Published 2015; updated 2019
NSLA libraries are committed to expanding access to their collections, and to support efforts to make access to information more open to stimulate creativity and innovation. Creative Commons licences are a useful tool to achieve this objective, as they bridge the gap between the ‘all rights reserved’ function of copyright and the ‘no rights reserved’ function of the public domain. They create a ‘some rights reserved’ environment where copyright owners can authorise the sharing and reproduction of their works under certain conditions.
Establishing copyright ownership
NSLA libraries create a wide range of print and digital publications which are made available to the public. This includes library websites, newsletters, strategic reports and policy documents, collection and resource guides, catalogue records, power point presentations, local history and genealogy guides, training and learning material, social media postings and blogs, promotional videos and Wikipedia contributions. As content creators, NSLA libraries hold intellectual property rights to our own works and it is recommended that we use Creative Commons licensing to promote reuse and engagement with our publications. Creative Commons licences would not be used on those occasions where the library makes a publication available for sale to recoup costs or make a commercial profit from a work (e.g. book publications).
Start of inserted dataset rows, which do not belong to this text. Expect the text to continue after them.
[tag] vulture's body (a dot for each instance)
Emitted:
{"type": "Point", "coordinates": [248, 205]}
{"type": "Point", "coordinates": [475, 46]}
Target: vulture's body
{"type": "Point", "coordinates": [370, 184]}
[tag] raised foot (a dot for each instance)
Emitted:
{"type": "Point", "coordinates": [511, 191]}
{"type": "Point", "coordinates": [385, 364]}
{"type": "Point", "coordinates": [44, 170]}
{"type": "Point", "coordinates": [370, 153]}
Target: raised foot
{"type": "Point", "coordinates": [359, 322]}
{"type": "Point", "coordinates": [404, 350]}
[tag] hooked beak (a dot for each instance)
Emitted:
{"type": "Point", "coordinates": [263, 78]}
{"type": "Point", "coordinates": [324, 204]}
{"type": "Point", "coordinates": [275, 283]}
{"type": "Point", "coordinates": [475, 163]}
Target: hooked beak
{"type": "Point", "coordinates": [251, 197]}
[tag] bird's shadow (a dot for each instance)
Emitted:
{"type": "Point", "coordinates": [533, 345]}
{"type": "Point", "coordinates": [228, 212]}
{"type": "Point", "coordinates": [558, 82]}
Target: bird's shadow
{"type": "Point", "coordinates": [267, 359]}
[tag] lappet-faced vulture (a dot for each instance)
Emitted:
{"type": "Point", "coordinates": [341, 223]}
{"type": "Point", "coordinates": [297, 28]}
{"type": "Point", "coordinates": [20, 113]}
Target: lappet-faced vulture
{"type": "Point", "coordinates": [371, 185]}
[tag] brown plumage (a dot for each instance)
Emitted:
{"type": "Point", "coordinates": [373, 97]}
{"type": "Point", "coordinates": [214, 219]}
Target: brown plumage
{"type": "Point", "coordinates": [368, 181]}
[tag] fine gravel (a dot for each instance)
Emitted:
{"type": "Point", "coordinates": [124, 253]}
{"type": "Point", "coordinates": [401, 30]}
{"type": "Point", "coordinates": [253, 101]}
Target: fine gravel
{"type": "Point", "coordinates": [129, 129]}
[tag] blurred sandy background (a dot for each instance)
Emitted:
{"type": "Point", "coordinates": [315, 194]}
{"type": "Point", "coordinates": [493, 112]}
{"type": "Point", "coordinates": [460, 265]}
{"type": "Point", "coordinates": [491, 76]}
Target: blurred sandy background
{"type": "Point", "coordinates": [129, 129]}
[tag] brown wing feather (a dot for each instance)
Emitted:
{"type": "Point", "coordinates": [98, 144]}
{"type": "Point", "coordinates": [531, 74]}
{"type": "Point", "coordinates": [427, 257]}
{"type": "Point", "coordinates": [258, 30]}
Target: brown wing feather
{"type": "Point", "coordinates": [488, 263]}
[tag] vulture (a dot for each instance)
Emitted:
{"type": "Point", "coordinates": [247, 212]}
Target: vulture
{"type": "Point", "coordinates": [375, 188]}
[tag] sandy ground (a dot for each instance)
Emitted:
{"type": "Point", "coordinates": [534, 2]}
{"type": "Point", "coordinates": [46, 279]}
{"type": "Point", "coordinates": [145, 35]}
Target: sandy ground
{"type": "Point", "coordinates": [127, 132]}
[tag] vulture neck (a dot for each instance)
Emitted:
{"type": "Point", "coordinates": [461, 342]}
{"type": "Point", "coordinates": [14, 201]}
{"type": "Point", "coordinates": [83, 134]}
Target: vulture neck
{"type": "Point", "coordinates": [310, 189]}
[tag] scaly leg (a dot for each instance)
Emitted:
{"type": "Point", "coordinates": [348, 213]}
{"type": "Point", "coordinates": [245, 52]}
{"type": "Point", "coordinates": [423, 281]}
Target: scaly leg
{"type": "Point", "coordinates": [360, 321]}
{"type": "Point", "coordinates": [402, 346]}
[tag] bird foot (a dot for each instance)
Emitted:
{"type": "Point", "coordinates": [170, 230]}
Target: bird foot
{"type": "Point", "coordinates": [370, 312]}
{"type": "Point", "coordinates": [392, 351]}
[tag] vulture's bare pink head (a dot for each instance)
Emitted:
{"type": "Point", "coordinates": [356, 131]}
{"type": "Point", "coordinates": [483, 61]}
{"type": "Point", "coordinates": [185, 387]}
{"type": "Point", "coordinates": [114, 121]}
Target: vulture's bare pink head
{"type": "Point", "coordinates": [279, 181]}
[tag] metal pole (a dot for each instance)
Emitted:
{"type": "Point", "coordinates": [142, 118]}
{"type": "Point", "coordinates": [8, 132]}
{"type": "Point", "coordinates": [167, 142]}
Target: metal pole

NSLA libraries have extensive heritage, reference and specialist collections, much of which is still under copyright protection. As Creative Commons licensing can only be assigned by the person or organisation that holds the copyright in a work, our collection material cannot be provided under a Creative Commons licence without the consent of the current rights holder.
Creative Commons and library collections
Creative Commons licensing can be used for collection material where rights have been transferred to the library on donation or purchase, or where the copyright holder themselves has agreed to assign a Creative Commons licence when items are donated.
The identification of copyright ownership should be a primary consideration when entering into discussions with potential donors. If the donor/seller/depositor owns the copyright in the work(s), discussions regarding the transfer of ownership to the library or Creative Commons licensing to allow maximum access should be undertaken with the current rights holder. Experience has shown that this form of licensing is particularly appropriate for contemporary collections such as digital photographs and music and more difficult for manuscript collections.
Creative Commons licensing should be included as an option when completing the deed of gift for donations, however library staff need to be well versed in explaining the function of Creative Commons licensing and the differences between different types of licences available to donors. It may be useful to have a designated copyright officer for staff to refer Creative Commons questions to.
Copyright owners have the option to apply Creative Commons licences to their works when making legal deposits via National edeposit (NED).
Creative Commons policy
It is recommended that NSLA libraries establish a Creative Commons policy based on the above principles and each individual organisation’s needs and work processes. In developing this policy, NSLA libraries should also ensure compliance with their respective national and state policies for intellectual property and open access.
Choosing and displaying Creative Commons licenses
The Department of Communications and the Arts recommends using the CC BY licence as a default licence, then choosing other, more restrictive licences when circumstances deem it necessary. The Creative Commons website provides information for determining which licence is most appropriate based on a brief series of questions.
Material provided under a Creative Commons licence should be readily identifiable to library users by displaying a Creative Commons licence mark or a notice of access conditions. Licence marks and descriptive text are available from the Creative Commons website. To enable clients to make decisions on access it is recommended that libraries work towards including licensing information when a digital item is displayed and/or in the bibliographic record. The Creative Commons organisation also recommends using machine readable metadata which can be generated through the websites.